If it’s applied properly, and used in combination with covering up and seeking shade, SPF15 should be enough to protect you wherever you are in the world. And, make sure you look for a star rating of 4 or 5 as well.
This is general guidance only. If your doctor has recommended you use a higher SPF sunscreen because of a specific medical condition, you should follow this advice.
Myth 6: ‘A ‘base tan’ will protect me on vacation’
Some people think a pre-holiday tan or sunbed tans will protect them from burning, but a tan offers very little protection against the sun. Some studies have found that tans only offer protection equivalent to using factor 3 sunscreen. And, tans from sunbeds could be as low as SPF 1.
Myth 7: ‘Putting sunscreen on once is enough’
It’s not. Even if it says once-a-day on the label, all sunscreens should be re-applied regularly. Some products rub, wash or sweat off more easily than others. But, it’s also really easy to miss bits of your body so don’t be shy with it, put plenty on. The best way to use sunscreen is to think of it as the last line of defense for the parts of your body you can’t cover up with clothes.
Myth 8: ‘Sunbeds are a safer way to tan’
This myth is a persistent one. But the evidence is clear, sunbeds cause skin cancer and there’s no such thing as a safe tan. A tan is a sign that your body is trying to repair the damage caused by UV rays. That’s why we want to see more people embracing their natural skin color through our Own Your Tone campaign.
Myth 9: ‘Sunscreen lasts forever’
We’ve probably all turned to that old bottle of sunscreen at the back of the cupboard that’s been there for an unknown number of years. But, most sunscreens expire. Look out for a small open jar icon on the bottle with the number of months the product can be used after opening. And, like most cosmetics, sunscreens should be stored in a cool place and not in direct sunlight.
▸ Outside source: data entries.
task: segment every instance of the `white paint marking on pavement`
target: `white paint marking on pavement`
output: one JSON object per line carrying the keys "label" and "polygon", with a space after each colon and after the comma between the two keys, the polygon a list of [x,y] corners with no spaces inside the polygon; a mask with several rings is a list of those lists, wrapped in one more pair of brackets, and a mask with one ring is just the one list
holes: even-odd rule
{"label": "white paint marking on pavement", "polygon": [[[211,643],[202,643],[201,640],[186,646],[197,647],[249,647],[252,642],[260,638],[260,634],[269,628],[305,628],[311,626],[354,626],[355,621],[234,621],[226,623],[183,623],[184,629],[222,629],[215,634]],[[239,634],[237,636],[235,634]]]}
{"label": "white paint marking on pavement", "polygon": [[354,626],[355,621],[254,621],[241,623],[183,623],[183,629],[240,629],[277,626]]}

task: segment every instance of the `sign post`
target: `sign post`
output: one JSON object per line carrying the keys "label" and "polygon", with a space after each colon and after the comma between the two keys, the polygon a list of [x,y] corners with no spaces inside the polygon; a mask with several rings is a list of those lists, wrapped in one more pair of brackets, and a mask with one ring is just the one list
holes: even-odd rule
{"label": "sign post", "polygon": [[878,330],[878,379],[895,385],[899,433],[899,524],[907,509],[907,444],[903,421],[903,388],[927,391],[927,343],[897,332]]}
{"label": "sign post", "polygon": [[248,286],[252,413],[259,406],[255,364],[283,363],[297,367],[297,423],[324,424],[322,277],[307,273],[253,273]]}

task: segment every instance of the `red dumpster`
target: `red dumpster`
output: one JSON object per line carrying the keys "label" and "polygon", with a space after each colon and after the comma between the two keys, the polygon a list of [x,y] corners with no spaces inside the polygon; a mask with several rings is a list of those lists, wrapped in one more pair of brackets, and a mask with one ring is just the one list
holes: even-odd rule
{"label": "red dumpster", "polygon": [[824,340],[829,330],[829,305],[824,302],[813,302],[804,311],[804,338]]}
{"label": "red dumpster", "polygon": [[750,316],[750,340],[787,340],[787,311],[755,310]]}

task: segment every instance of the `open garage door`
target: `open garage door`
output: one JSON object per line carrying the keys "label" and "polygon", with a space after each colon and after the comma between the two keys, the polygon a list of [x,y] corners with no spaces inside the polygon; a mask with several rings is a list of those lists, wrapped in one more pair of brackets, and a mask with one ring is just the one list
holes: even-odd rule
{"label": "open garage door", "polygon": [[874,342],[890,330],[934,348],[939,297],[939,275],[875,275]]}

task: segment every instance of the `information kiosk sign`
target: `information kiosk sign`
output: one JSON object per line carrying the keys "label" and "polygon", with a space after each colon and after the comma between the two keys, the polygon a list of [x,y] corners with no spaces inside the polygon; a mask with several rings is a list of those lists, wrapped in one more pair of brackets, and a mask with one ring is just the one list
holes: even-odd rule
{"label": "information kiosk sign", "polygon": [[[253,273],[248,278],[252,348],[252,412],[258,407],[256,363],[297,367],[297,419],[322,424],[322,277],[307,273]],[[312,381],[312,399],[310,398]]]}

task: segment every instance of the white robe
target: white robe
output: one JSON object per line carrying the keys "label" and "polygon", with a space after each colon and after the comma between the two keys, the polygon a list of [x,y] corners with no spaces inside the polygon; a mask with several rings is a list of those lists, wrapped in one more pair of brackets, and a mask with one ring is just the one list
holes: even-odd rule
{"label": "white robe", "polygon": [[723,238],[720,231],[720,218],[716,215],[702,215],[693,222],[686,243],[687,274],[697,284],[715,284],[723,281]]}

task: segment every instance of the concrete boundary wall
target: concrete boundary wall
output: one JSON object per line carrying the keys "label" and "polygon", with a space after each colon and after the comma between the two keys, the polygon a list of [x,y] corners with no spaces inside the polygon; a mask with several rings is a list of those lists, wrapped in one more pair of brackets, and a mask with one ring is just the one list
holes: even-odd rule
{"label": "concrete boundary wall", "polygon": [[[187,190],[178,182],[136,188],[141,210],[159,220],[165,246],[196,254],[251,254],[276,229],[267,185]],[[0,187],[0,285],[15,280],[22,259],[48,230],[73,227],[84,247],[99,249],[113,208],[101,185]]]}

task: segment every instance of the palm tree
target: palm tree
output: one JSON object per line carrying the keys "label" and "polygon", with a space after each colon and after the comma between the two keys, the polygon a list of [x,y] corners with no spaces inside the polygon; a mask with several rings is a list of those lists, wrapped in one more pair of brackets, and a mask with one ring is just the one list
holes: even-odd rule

Fear not though. You don’t need to worry about the cost of replacing expensive sunscreens. When it comes to protection, price doesn’t matter it’s the SPF and star rating that does.
Myth 10: ‘You can’t get sun damage through glass’
Indoors you’re mostly protected from sunburn, but some UV rays can get through glass. So, if you spend lots of time driving or sitting in a conservatory when the sun is strong, then long-term you might be at risk of damage from UVA rays. If you’re stuck by the window, protect your skin with clothes and sunscreen with 4 or more stars.